Central Kentucky Council for Peace and Justice

  . . .  thinking globally, working locally in central Kentucky, for a different world








Founding History of CKCPJ, 1983 - 1991
by Betsy Neale, CKCPJ founding Executive Director

- See also CKCPJ Highlights since 1983

In the fall of 1983 I moved to Lexington from Maine where I had been active with the American Friends Service Committee and the Nuclear Freeze movement. I found no organization here working on that issue. Instead, a number of small groups worked on peace and justice issues as separate entities.

I wanted to bring these organizations together to increase both their awareness of each other and their effectiveness. Will Hayes, retired president of Alice Lloyd College, mentored me by supplying me with names of individuals and groups.

As I met with these groups, they expressed interest in the idea of forming an umbrella organization, and in November 1983, the Central Kentucky Council for Peace and Justice was created.

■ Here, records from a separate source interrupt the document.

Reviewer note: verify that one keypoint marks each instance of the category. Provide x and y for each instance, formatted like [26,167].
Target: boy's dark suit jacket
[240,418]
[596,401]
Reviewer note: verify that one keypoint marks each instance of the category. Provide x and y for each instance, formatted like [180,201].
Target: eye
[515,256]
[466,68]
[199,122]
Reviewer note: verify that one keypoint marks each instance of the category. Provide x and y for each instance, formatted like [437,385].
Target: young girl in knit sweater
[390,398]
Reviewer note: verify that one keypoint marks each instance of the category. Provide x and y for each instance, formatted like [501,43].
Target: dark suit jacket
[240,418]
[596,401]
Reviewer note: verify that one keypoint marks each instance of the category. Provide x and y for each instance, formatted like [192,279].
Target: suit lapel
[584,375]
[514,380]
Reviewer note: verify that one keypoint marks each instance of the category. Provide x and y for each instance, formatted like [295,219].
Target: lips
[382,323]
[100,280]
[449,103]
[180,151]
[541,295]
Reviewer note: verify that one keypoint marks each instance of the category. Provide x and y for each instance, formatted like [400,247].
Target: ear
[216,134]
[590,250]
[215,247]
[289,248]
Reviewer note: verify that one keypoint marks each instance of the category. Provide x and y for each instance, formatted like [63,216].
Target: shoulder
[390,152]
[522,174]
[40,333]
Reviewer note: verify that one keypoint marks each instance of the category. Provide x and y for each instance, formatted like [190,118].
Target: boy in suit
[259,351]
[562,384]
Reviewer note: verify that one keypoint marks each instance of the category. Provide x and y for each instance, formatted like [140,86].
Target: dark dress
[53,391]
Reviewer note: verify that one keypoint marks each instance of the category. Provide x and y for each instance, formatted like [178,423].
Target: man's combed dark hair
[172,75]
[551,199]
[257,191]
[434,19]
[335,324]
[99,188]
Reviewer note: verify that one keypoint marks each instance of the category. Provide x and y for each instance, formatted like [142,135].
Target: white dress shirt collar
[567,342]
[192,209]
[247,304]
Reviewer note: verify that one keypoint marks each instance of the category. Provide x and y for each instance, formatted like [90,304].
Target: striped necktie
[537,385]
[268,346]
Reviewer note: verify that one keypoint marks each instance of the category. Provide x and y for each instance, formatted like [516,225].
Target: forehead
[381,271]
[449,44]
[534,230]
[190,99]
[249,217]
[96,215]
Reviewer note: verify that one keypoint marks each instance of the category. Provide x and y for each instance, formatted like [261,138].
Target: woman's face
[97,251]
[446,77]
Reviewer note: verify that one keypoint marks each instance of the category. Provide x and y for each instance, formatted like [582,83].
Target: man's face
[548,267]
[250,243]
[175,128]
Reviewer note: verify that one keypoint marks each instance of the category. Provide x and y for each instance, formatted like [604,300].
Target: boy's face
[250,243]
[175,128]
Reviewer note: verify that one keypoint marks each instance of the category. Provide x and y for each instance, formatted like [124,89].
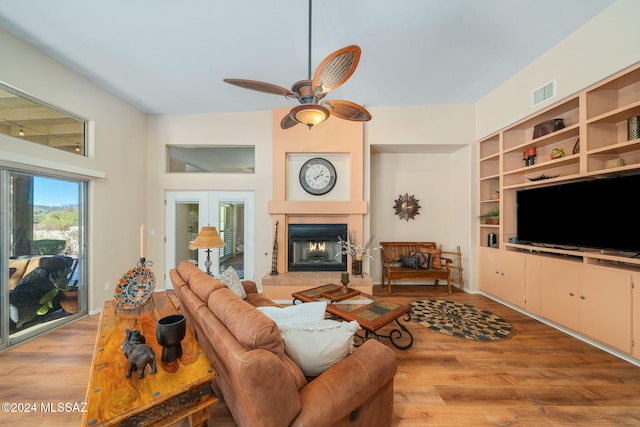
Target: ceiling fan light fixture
[309,114]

In those early years the Council included peace and justice groups from a number of faiths including: Roman Catholic, Disciples of Christ, Presbyterian, Episcopal, Unitarian, Baha'i, Jewish, and Quaker. It included organizations working on peace and justice in Central America, the Philippines, and Iran, and local chapters of the Fellowship of Reconciliation, the Democratic Socialists of America, the ACLU, Physicians for Social Responsibility, and the United Nations Association. In addition, a local chapter of the Nuclear Freeze Campaign was founded and I became a member of the Council.

During the 1980s presidency of Ronald Reagan, there was widespread fear that the U.S. arms buildup was a threat to global peace, especially through its program to install Cruise missiles in Europe. In those years many of us also opposed U.S. interventions in Central America. Reactionary policies of the U.S. government fostered the growth of the peace and justice movement nationally and here in Lexington. It's ironic to remember that we thought the Reagan administration was as bad as a presidency could get!

One incident from those days shows progress achieved in one area of social justice. In 1987, when there was minimal support for the civil rights of lesbians and gay men, a national gay rights march was held in Washington. A co-chair of the Council was a lesbian who was not out in public life or to most of those on the Council board.

When the board was asked to endorse the march, it was unable to find consensus. You can imagine how painful this was for our co-chair. Painful too was the fact that those who opposed the endoresement had no idea of how personal the issue was for one of their own.

The refusal to endorse only made her less inclined to be open with the board. Yet, we continued to grapple with the issue, and at a later meeting the board agreed to: 1. place an ad in the Herald-Leader at the time of the march affirming support for the human rights of lesbians and gay men, 2. sponsor a self-education workshop on lesbian and gay issues, and 3. begin outreach to the gay community.

I served as the Executive Director of the Council from its early days until about 1991 when I went to graduate school, and Michael Fogler became the Executive director.